6.29.2005

A Captive Audience

President Bush gave his official presidential address not from our nation’s capital, nor Iraq’s capital, but from Fort Bragg, NC. Hopefully, I’ll post more substantive thoughts on his address later (when I’m done editing this frickin’ 70 page report), but his choice of audience got me thinking about the state of our military.

I thought that the seven hundred or so troops in the audience behaved appropriately during the speech. Unlike the jubilant atmosphere of the USS Abraham Lincoln, where Bush made his famous declaration of “mission accomplished,” the audience was quiet and attentive. As Bush walked into the room, the troops stood properly at formal attention, and applauded only once during the speech, though NBC’s Kelly O’Donnell reported that this round of applause was “triggered by members of the president's advance team.” Remember, on the USS Lincoln, the troops were jubilant because of a job well done, not because of the political pronouncements of the flight suit-clad Bush – they were applauding their commander-in-chief, not just George W. Bush.

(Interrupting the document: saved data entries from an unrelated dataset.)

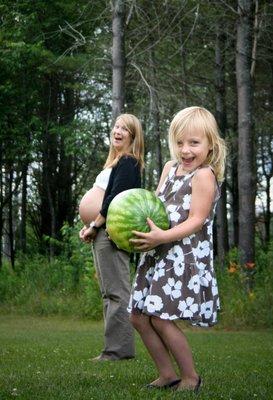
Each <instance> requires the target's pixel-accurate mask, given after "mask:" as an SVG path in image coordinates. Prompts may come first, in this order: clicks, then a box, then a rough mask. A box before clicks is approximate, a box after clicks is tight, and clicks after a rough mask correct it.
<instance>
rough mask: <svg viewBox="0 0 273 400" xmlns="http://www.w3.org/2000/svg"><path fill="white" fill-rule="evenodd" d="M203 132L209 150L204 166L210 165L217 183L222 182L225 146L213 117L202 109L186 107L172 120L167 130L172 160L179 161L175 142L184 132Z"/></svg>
mask: <svg viewBox="0 0 273 400" xmlns="http://www.w3.org/2000/svg"><path fill="white" fill-rule="evenodd" d="M195 130H200V131H203V132H204V134H205V135H206V137H207V139H208V142H209V146H210V147H211V150H210V151H209V154H208V157H207V160H206V162H205V164H206V165H210V166H211V167H212V168H213V170H214V173H215V176H216V178H217V180H218V181H223V180H224V173H225V161H226V145H225V141H224V140H223V139H222V138H221V137H220V135H219V130H218V126H217V122H216V120H215V118H214V116H213V115H212V114H211V112H209V111H208V110H206V109H205V108H203V107H187V108H184V109H183V110H181V111H179V112H178V113H177V114H176V115H175V117H174V118H173V120H172V122H171V125H170V129H169V148H170V152H171V156H172V158H173V159H174V160H176V161H179V159H180V157H179V151H178V145H177V142H178V140H179V139H181V137H182V136H183V134H184V133H185V131H188V132H189V131H190V132H194V131H195Z"/></svg>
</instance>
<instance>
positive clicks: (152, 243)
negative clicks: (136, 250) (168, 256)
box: [130, 218, 165, 251]
mask: <svg viewBox="0 0 273 400" xmlns="http://www.w3.org/2000/svg"><path fill="white" fill-rule="evenodd" d="M147 223H148V225H149V227H150V229H151V230H150V232H148V233H143V232H138V231H132V232H133V234H134V235H136V236H137V237H138V238H139V239H130V242H131V243H132V244H133V245H134V247H135V249H136V250H140V251H148V250H151V249H153V248H155V247H156V246H159V245H160V244H162V243H164V232H165V231H163V229H160V228H158V227H157V226H156V225H155V224H154V223H153V221H152V220H151V219H150V218H147Z"/></svg>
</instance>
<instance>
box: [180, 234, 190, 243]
mask: <svg viewBox="0 0 273 400" xmlns="http://www.w3.org/2000/svg"><path fill="white" fill-rule="evenodd" d="M182 242H183V244H191V239H190V237H189V236H187V237H185V238H183V239H182Z"/></svg>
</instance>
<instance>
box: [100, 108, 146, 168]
mask: <svg viewBox="0 0 273 400" xmlns="http://www.w3.org/2000/svg"><path fill="white" fill-rule="evenodd" d="M119 119H120V120H122V123H123V124H124V125H125V127H126V129H127V130H128V132H129V133H130V136H131V139H132V143H131V146H130V148H129V151H127V152H126V153H117V151H116V149H115V148H114V146H113V144H112V140H111V144H110V149H109V153H108V157H107V160H106V162H105V164H104V168H106V167H113V166H115V165H116V164H117V162H118V161H119V159H120V158H121V157H122V156H123V155H125V154H127V155H130V156H133V157H135V159H136V160H137V161H138V163H139V164H140V167H141V168H143V167H144V138H143V132H142V126H141V123H140V121H139V119H138V118H137V117H135V116H134V115H133V114H121V115H119V116H118V117H117V119H116V121H115V123H116V122H117V121H118V120H119ZM113 129H114V128H113ZM113 129H112V132H111V139H112V136H113Z"/></svg>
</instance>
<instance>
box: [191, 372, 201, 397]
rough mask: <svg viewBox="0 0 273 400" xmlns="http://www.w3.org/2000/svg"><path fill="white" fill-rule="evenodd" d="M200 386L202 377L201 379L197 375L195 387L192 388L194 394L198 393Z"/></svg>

Slate’s Christopher Hitchens recently wrote a worthwhile article about how liberals have become opportunistically concerned for our soldiers in harm’s way, and not always rationally. But Lucian Truscott’s Op-Ed in the New York Times yesterday was a powerful and alarming piece about the US Military Academy (West Point), and one that I hope will not fall on deaf ears. In it, he details exactly how our military’s young elite is being torn apart by the Republican administration. One of the many reasons that our country has trouble soliciting volunteers to defend it is surely the cynical attitude that our leaders have implanted in young Americans. I couldn’t help but think of Karl Rove’s recent comments when I read this article, and wonder how many more young, intelligent Americans decided that sacrificing their lives and futures, for the benefit of cynics like Rove, was not worth it.

Both liberals and conservatives have been fawning over our servicemen lately, and it would seem perfectly fair to me if our servicemen and women have grown more than a little cynical of them all. As Merle Haggard, best known during the Vietnam era for writing “Okie from Muskogee,” wrote in 2003:

“Politicians do all the talking, the soldiers pay the dues,
Suddenly the war is over. That’s the news.”

1 Comments:

Blogger Hatcher said...

I think it is rather silly to think that the soldiers on the Lincoln were merely applauding their Commander in Chief; everyone know's the military is overwhelmingly Republican.

What cynical attitude has been implanted? Soldiers in the midst of war who are seeking to get out, who are fed up with the political aspects of it - there is nothing new about this. Name a war, and anyone could write the same article Truscott wrote, and my bet is that they probably did.

And I love how Truscott found a soldier who reads the New Yorker, Foreign Affairs, and the Atlantic. Not exactly Republican reads - what did the ten corresponding guys reading National Review have to say? We don't know, 'cause he didn't ask.